I've come away from this book with a craving for tea and a vague feeling I should be wearing gloves! Which is a sure sign that I was pulled right into the world of the Radch, and the quest for revenge of the AI (artificial intelligence) which used to be the warship Justice of Toren, but is now reduced to one single human body - one of the ancillaries she used to control.
This, of course, is the book that swept the awards last year, Hugo and Nebula - and her sequel is up for awards again this year. I'll be getting it, of course. I want to know what happens to Breq/Justice of Toren and the sidekick she can't get rid of, Seivarden, who spent much of the previous thousand years in suspended animation, and woke to a world so changed that she (though I'm pretty sure Seivarden is male) couldn't cope with it.
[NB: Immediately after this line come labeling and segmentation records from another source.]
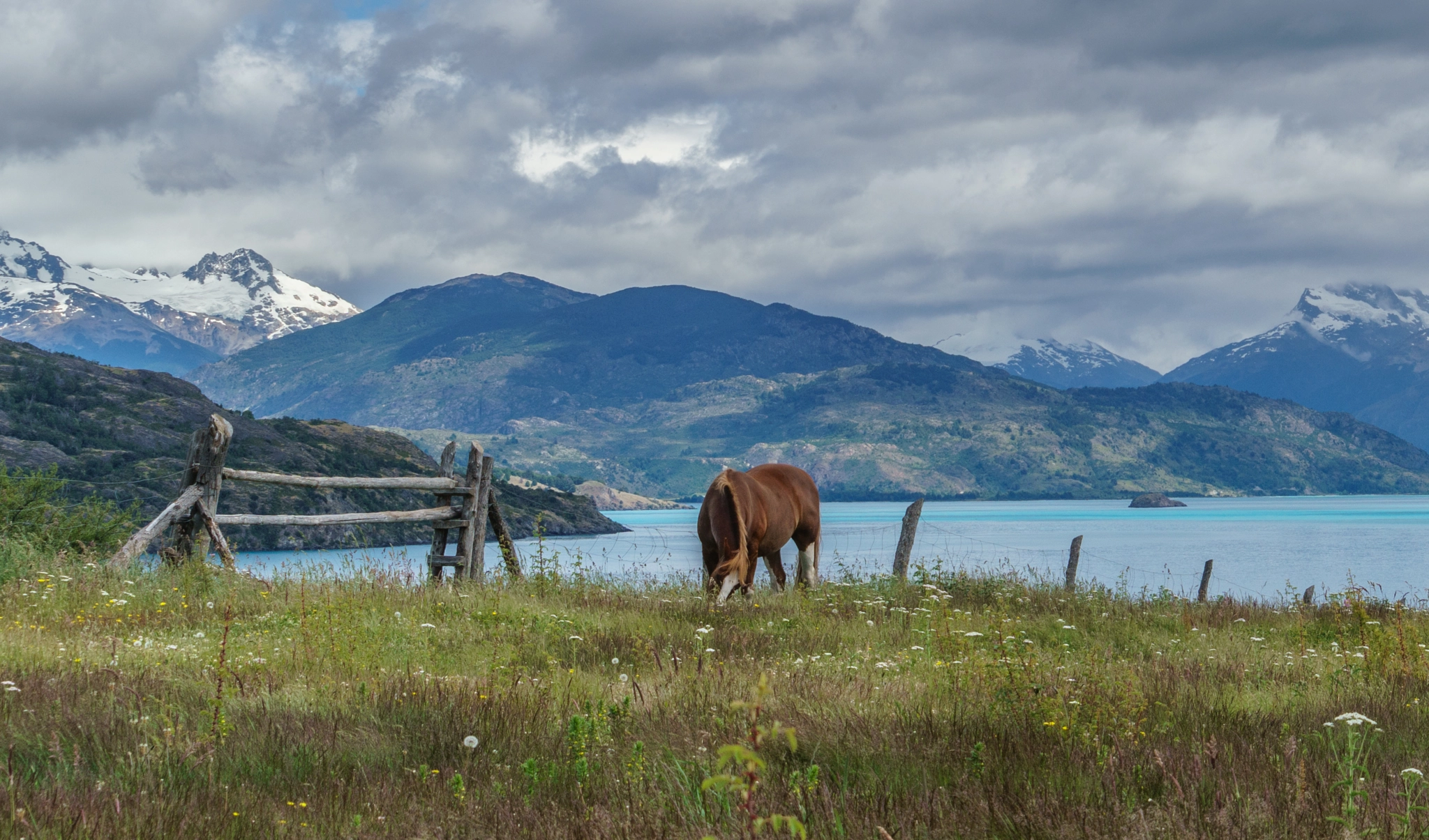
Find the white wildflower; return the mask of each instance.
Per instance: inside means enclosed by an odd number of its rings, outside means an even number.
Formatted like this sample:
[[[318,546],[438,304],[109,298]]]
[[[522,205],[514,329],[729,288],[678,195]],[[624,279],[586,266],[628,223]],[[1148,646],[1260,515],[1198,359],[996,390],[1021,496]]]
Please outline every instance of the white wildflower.
[[[1345,714],[1336,716],[1335,720],[1332,720],[1329,723],[1330,723],[1330,726],[1333,726],[1335,723],[1339,723],[1339,721],[1343,721],[1345,726],[1360,726],[1360,724],[1365,724],[1365,723],[1368,723],[1369,726],[1379,726],[1376,721],[1373,721],[1369,717],[1360,714],[1359,711],[1346,711]]]

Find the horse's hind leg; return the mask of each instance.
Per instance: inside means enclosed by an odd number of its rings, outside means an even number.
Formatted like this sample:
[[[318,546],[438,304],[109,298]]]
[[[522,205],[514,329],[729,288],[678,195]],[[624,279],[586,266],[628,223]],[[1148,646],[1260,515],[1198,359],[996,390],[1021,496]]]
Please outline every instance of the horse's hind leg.
[[[787,577],[785,576],[785,561],[779,557],[777,550],[765,554],[765,569],[769,570],[769,586],[775,591],[785,591]]]
[[[809,540],[799,547],[799,564],[795,569],[795,583],[807,587],[819,586],[819,540]]]

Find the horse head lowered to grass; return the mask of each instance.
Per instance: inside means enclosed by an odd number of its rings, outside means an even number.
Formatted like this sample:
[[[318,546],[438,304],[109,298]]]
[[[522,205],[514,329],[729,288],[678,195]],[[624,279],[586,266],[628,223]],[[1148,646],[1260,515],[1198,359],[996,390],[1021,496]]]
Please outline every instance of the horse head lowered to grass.
[[[749,591],[759,557],[769,567],[775,591],[785,589],[779,550],[789,540],[799,549],[795,580],[819,583],[819,489],[799,467],[760,464],[747,473],[720,471],[704,491],[699,534],[706,584],[719,587],[719,604],[736,586]]]

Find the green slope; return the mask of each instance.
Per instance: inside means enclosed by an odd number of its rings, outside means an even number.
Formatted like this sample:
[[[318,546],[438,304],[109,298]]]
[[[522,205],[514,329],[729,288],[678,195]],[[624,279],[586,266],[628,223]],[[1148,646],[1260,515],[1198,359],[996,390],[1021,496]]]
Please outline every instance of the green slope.
[[[589,297],[473,276],[193,377],[260,414],[480,433],[512,467],[659,497],[769,460],[832,499],[1429,490],[1429,456],[1343,416],[1223,387],[1059,391],[683,286]]]
[[[179,490],[189,436],[220,413],[233,423],[229,466],[327,476],[430,476],[436,461],[397,434],[339,420],[254,420],[229,411],[197,387],[164,373],[104,367],[0,339],[0,460],[9,467],[59,466],[74,497],[100,493],[156,514]],[[502,504],[516,534],[529,536],[536,513],[550,533],[623,530],[587,499],[503,486]],[[229,481],[223,513],[346,513],[432,507],[424,493],[317,491]],[[243,549],[344,547],[420,543],[424,526],[239,527]]]
[[[517,469],[664,497],[770,460],[807,469],[832,500],[1429,490],[1429,456],[1348,414],[1225,387],[1059,391],[920,364],[703,383],[483,440]]]

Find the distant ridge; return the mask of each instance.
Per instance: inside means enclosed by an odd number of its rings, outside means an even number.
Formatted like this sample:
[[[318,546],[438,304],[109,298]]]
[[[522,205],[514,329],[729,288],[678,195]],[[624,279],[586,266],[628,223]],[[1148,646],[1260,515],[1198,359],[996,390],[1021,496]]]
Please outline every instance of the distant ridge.
[[[183,373],[357,311],[249,249],[170,276],[74,267],[0,231],[0,336],[106,364]]]
[[[594,297],[472,274],[193,379],[259,414],[477,433],[502,466],[660,499],[769,461],[829,500],[1429,490],[1429,454],[1346,414],[1193,384],[1057,390],[686,286]]]
[[[1375,283],[1322,286],[1306,289],[1290,316],[1165,380],[1346,411],[1429,446],[1429,296]]]
[[[1023,344],[995,367],[1055,389],[1139,387],[1160,379],[1160,373],[1117,356],[1096,341],[1063,344],[1055,339],[1037,339],[1032,344]]]

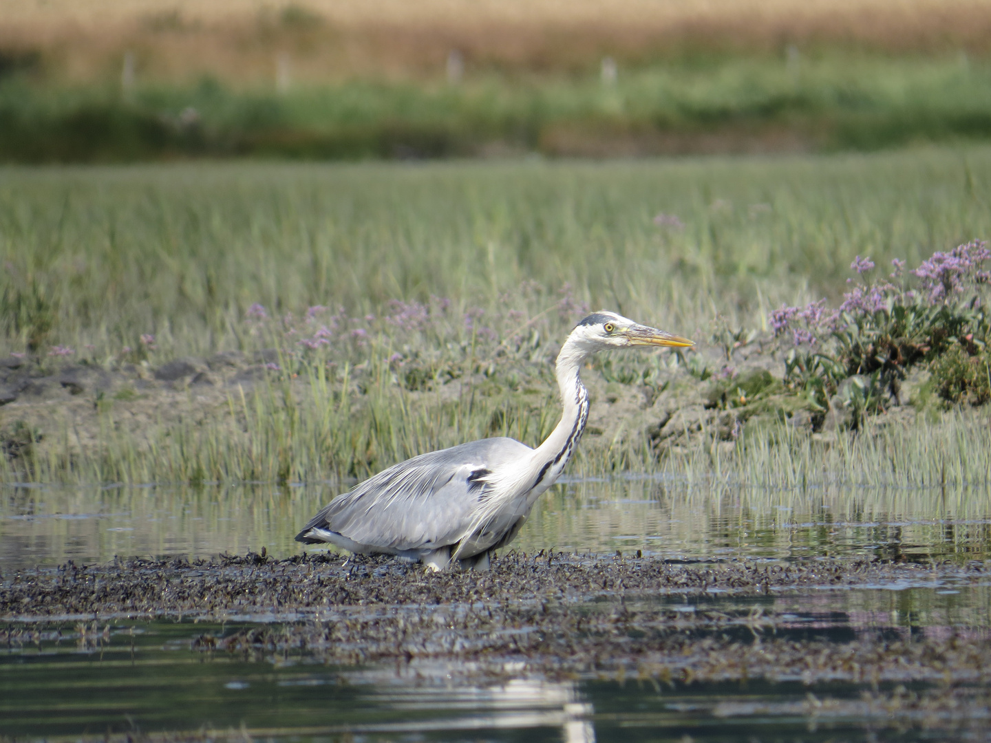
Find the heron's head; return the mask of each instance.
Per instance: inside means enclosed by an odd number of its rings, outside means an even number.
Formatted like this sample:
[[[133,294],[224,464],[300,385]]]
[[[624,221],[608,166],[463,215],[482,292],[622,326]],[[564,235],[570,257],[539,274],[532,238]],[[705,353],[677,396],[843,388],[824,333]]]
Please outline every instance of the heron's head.
[[[628,317],[607,310],[600,310],[586,317],[575,326],[571,337],[586,353],[638,346],[685,348],[695,345],[687,338],[640,325]]]

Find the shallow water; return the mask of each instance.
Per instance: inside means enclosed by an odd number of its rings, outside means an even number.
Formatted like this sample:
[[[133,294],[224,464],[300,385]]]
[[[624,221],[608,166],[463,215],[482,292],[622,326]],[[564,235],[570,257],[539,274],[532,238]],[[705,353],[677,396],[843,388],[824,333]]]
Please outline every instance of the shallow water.
[[[0,487],[0,572],[116,555],[195,558],[263,547],[285,557],[301,550],[293,541],[299,528],[344,487]],[[512,547],[640,550],[668,560],[983,560],[991,549],[991,494],[570,481],[538,501]]]
[[[35,566],[115,555],[195,558],[265,547],[274,557],[289,556],[300,551],[295,532],[336,491],[330,485],[6,488],[0,490],[0,572],[10,577]],[[639,550],[692,563],[866,557],[965,565],[991,557],[988,500],[972,491],[756,492],[647,479],[572,481],[542,499],[514,547],[609,555]],[[991,637],[991,587],[962,580],[641,600],[687,613],[774,610],[776,631],[798,640]],[[89,629],[78,621],[32,626],[38,632],[32,642],[0,651],[0,734],[11,737],[201,729],[243,729],[275,740],[346,735],[368,741],[988,735],[975,722],[987,716],[986,698],[966,697],[952,706],[964,710],[960,720],[933,727],[911,715],[892,725],[884,706],[890,699],[875,703],[865,696],[928,693],[924,686],[562,680],[528,674],[519,663],[497,679],[473,678],[471,669],[443,663],[341,668],[288,651],[248,657],[192,650],[197,636],[230,635],[243,624],[121,619]]]

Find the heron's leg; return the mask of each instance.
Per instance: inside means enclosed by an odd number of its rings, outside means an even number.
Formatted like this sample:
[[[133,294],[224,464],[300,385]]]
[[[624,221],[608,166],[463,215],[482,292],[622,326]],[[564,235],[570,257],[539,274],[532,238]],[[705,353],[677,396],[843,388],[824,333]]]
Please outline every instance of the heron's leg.
[[[441,547],[439,550],[427,552],[420,557],[420,562],[434,573],[446,571],[451,565],[451,548]]]
[[[487,571],[489,570],[489,553],[483,552],[475,557],[459,560],[463,571]]]

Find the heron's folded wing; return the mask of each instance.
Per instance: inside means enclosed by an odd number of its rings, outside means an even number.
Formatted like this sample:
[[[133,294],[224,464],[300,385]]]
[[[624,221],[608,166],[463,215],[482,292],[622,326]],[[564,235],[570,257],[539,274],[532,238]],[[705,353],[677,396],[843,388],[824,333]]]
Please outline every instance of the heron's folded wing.
[[[400,462],[334,498],[297,539],[322,529],[392,550],[454,544],[489,495],[485,478],[492,468],[530,451],[512,439],[485,439]]]

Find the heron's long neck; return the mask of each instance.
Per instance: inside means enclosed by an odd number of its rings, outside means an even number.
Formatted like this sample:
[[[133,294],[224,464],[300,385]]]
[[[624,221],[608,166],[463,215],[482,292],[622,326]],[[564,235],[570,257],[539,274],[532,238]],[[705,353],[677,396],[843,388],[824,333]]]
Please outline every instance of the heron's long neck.
[[[536,474],[532,487],[554,482],[582,438],[589,420],[589,390],[578,372],[587,357],[588,353],[570,338],[558,354],[556,373],[564,412],[551,435],[533,452],[531,463]]]

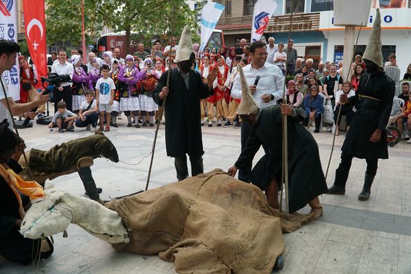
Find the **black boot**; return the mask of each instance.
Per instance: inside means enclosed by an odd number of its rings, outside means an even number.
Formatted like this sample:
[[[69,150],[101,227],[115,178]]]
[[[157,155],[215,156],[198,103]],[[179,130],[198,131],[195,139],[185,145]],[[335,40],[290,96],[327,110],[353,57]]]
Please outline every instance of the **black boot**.
[[[345,184],[348,179],[348,171],[337,169],[335,171],[335,180],[334,185],[329,189],[327,194],[344,195],[345,194]]]
[[[362,187],[362,191],[358,195],[358,200],[367,200],[369,198],[369,194],[371,194],[371,186],[375,176],[371,176],[365,173],[365,177],[364,178],[364,186]]]
[[[90,199],[98,200],[100,196],[98,196],[97,187],[96,187],[94,179],[93,179],[91,175],[91,169],[89,167],[81,167],[78,169],[78,175],[81,178],[86,193]]]

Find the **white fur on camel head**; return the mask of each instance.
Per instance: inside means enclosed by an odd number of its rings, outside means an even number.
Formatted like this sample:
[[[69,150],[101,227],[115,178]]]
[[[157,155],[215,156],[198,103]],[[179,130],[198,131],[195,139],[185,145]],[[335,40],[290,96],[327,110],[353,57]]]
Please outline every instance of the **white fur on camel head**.
[[[20,233],[39,239],[64,232],[70,223],[109,243],[128,243],[121,217],[98,203],[54,189],[46,183],[44,200],[35,203],[26,213]]]

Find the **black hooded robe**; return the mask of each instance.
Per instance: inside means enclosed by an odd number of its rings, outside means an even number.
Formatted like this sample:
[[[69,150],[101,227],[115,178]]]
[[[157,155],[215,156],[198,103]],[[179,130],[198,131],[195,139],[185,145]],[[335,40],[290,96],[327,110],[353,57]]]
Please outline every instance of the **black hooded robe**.
[[[311,134],[299,123],[304,110],[295,108],[297,117],[288,116],[288,197],[290,212],[304,207],[327,191],[321,166],[318,146]],[[282,115],[279,105],[261,110],[256,126],[252,128],[244,150],[235,166],[250,164],[260,146],[265,155],[251,174],[251,182],[264,190],[273,178],[280,183],[282,170]]]

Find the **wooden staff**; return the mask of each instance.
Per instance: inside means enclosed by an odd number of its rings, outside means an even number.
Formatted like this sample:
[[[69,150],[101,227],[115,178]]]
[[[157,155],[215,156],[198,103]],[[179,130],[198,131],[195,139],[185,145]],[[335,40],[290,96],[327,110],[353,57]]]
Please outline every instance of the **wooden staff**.
[[[167,84],[166,87],[170,88],[170,76],[171,75],[171,53],[173,52],[173,46],[171,46],[173,42],[173,35],[174,33],[174,16],[175,14],[175,5],[173,5],[173,19],[171,20],[171,35],[170,35],[170,55],[168,57],[168,73],[167,74]],[[152,148],[151,149],[151,160],[150,161],[150,167],[148,168],[148,175],[147,176],[147,183],[146,184],[146,191],[148,189],[148,184],[150,183],[150,175],[151,175],[151,169],[152,167],[152,160],[154,160],[154,151],[155,151],[155,144],[157,142],[157,137],[159,132],[159,128],[160,126],[160,123],[161,122],[161,119],[163,118],[163,112],[164,111],[164,108],[166,108],[166,102],[167,101],[167,96],[165,96],[163,99],[163,108],[161,108],[160,111],[160,118],[159,119],[159,122],[157,124],[157,127],[155,129],[155,134],[154,135],[154,141],[152,142]]]

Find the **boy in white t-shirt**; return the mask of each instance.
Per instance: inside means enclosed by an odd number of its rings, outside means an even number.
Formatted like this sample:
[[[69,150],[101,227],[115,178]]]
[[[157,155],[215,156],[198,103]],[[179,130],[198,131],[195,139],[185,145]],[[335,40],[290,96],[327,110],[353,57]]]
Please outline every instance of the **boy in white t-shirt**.
[[[108,76],[110,68],[107,65],[103,65],[100,69],[102,78],[97,80],[96,83],[96,100],[98,105],[100,112],[100,128],[99,131],[103,131],[104,128],[104,112],[107,123],[104,131],[110,131],[110,120],[112,118],[112,105],[114,100],[114,92],[116,85],[113,79]]]

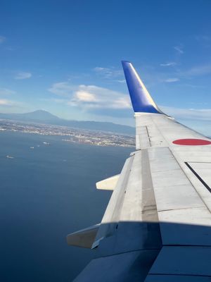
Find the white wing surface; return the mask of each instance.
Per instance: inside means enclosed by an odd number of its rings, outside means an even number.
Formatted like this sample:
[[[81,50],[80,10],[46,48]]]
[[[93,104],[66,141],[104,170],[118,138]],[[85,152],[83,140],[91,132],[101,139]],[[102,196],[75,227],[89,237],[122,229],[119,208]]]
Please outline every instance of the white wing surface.
[[[211,140],[162,113],[122,66],[136,150],[98,183],[113,190],[101,223],[68,237],[96,252],[75,281],[211,281]]]

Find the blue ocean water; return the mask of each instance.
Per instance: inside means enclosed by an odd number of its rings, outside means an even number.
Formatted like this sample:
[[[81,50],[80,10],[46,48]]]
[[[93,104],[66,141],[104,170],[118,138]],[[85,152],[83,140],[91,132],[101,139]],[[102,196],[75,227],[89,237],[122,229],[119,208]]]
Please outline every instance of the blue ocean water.
[[[94,251],[65,236],[101,221],[111,194],[95,183],[118,173],[132,150],[0,133],[0,281],[71,281]]]

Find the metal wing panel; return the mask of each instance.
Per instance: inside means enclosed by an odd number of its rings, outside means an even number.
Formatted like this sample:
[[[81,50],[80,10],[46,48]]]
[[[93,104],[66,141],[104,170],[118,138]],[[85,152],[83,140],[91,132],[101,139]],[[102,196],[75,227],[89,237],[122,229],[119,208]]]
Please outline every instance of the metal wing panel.
[[[211,281],[211,140],[161,112],[122,65],[137,151],[98,229],[96,258],[75,281]]]

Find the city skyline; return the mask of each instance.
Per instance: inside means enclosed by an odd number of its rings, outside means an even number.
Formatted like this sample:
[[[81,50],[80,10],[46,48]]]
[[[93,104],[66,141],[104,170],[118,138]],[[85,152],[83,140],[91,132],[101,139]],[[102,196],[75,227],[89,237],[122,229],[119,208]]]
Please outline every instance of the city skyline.
[[[0,112],[134,125],[120,61],[158,106],[211,134],[208,1],[3,1]]]

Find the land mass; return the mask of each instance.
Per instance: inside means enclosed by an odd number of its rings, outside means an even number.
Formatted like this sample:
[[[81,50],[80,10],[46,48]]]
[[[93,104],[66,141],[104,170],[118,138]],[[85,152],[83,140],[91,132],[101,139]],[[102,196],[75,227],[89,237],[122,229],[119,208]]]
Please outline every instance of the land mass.
[[[74,128],[51,124],[0,119],[0,131],[23,132],[43,135],[60,135],[63,141],[97,146],[134,147],[134,137],[111,132]],[[44,142],[45,145],[49,145]],[[34,149],[32,147],[32,149]]]
[[[27,123],[51,124],[85,130],[101,130],[131,135],[133,136],[135,135],[135,128],[132,126],[122,125],[110,122],[66,120],[64,118],[60,118],[58,116],[44,110],[37,110],[25,114],[0,113],[0,119],[23,121]]]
The pronouns are one of the famous things about this book. In the Radch empire, everyone is 'she'. It's only when Breq is speaking other languages that she has to take account of gender - and occasionally she will mention that another character sings in a baritone, for instance, so you can guess that they are male. I'm still not sure which gender Lieutenant Awn was, but it doesn't actually matter, because it's the content of her character that's important. It's an interesting way of making the reader think about gender defaults in writing, and as an AI, Breq has a different way of looking at things anyway, which was very cleverly done.
So, this was one of those "keep reading till past midnight" books for me, and I'm happy to have found a new favourite author.